The bonds that unite parents and children are among the most significant that exist. Therefore, they’re a source of great love and satisfaction. However, they can also become the source of disputes. In most cases, our parents have not only given us life, but they have also raised us in the best way they’ve known how.
Despite their faults and mistakes, they’re the most unconditional love we can count on. So why not make an effort to enjoy a healthy and rewarding bond with them?
Why is it necessary to improve your relationship with your parents?
Everything would be simpler if parent-child relationships were smooth, easy, and friendly all the time. However, this is not the case for several reasons.
First of all, they’re very intense and intimate emotional bonds, which impact both parties and carry a lot of demands and expectations.
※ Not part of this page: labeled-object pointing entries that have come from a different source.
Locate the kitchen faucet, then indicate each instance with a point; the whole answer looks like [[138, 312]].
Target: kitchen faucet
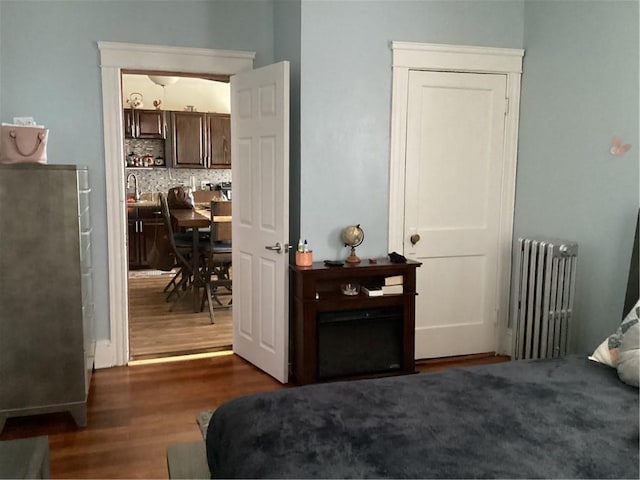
[[135, 185]]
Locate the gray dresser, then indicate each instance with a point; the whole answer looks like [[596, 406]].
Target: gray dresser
[[47, 340]]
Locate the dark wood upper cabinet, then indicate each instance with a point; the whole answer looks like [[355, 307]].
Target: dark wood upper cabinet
[[189, 139], [200, 140], [144, 124]]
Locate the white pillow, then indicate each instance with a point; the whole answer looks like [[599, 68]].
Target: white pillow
[[607, 351], [601, 354], [629, 356]]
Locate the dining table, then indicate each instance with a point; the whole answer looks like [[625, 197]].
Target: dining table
[[195, 219]]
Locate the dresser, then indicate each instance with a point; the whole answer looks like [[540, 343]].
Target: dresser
[[47, 339]]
Thus, parents often expect their children to be a certain way and to fulfill what they projected for them. Meanwhile, children often expect their parents to conform to that ideal of parents they have in mind. When this doesn’t happen (and it can’t happen 100% of the time), resentments, disappointments, and anger arise, which tarnish the bond.
On the other hand, the generation gap can also cause problems. Times are different, as are rhythms, needs, lifestyles. What was useful and appropriate for the parents may not be for the children. This leads to children feeling misunderstood and parents feeling ignored. Without communication and understanding on both sides, difficulties and conflicts are bound to arise.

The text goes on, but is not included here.